La tecnica dello spoofing: finto comandante dei Carabinieri
Secondo quanto ricostruito dagli investigatori, i truffatori hanno utilizzato la tecnica dello spoofing, simulando al telefono il numero della locale stazione dei Carabinieri. Durante la conversazione, un uomo qualificatosi falsamente come comandante ha convinto la donna a raccogliere denaro e gioielli presenti in casa, prospettando il fermo del marito, nel frattempo indotto ad allontanarsi dall’abitazione con il pretesto di una convocazione in caserma, al fine di evitare conseguenze giudiziarie.

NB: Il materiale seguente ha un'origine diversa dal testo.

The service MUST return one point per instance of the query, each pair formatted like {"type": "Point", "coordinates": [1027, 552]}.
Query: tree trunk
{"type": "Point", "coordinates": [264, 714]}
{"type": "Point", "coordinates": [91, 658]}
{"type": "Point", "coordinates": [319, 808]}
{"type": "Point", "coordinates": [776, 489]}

Il tentativo di fuga e l’intervento delle forze dell’ordine
Successivamente, il 26enne si è presentato presso l’abitazione per il ritiro del denaro e dei valori. Tuttavia, la prontezza della vittima e della collaboratrice domestica ha consentito di smascherare il raggiro. Il giovane, vistosi scoperto, si è impossessato della refurtiva, ha spintonato le presenti e si è dato alla fuga scavalcando il muro di cinta. Le richieste di aiuto hanno attirato l’attenzione dei passanti, tra cui un carabiniere libero dal servizio, che ha immediatamente allertato le forze dell’ordine.

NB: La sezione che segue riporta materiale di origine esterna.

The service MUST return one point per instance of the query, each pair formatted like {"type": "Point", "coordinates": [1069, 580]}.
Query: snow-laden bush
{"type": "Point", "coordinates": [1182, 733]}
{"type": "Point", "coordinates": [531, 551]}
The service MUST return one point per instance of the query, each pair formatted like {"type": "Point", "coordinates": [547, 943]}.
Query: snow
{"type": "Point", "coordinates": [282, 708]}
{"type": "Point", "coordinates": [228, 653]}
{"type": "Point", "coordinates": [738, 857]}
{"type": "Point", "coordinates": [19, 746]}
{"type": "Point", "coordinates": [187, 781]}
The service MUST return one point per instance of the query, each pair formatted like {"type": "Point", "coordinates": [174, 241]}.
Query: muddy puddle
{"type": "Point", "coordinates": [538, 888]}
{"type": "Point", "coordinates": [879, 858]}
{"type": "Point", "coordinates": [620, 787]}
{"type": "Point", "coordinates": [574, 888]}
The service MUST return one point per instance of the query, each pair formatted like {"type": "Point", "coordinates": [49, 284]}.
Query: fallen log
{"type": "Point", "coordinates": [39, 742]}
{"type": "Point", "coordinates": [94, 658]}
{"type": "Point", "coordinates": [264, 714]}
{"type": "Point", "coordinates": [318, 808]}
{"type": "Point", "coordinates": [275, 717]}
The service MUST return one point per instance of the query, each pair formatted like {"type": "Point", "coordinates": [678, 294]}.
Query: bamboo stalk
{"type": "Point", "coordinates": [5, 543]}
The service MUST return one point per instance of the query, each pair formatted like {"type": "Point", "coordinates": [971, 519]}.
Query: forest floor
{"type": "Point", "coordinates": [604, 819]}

Arresto e refurtiva recuperata
L’attività investigativa avviata nell’immediatezza ha permesso di rintracciare e bloccare il presunto responsabile, nonché di recuperare integralmente la refurtiva. Il giovane è stato arrestato e associato presso la Casa Circondariale di Santa Maria Capua Vetere, a disposizione dell’Autorità Giudiziaria competente.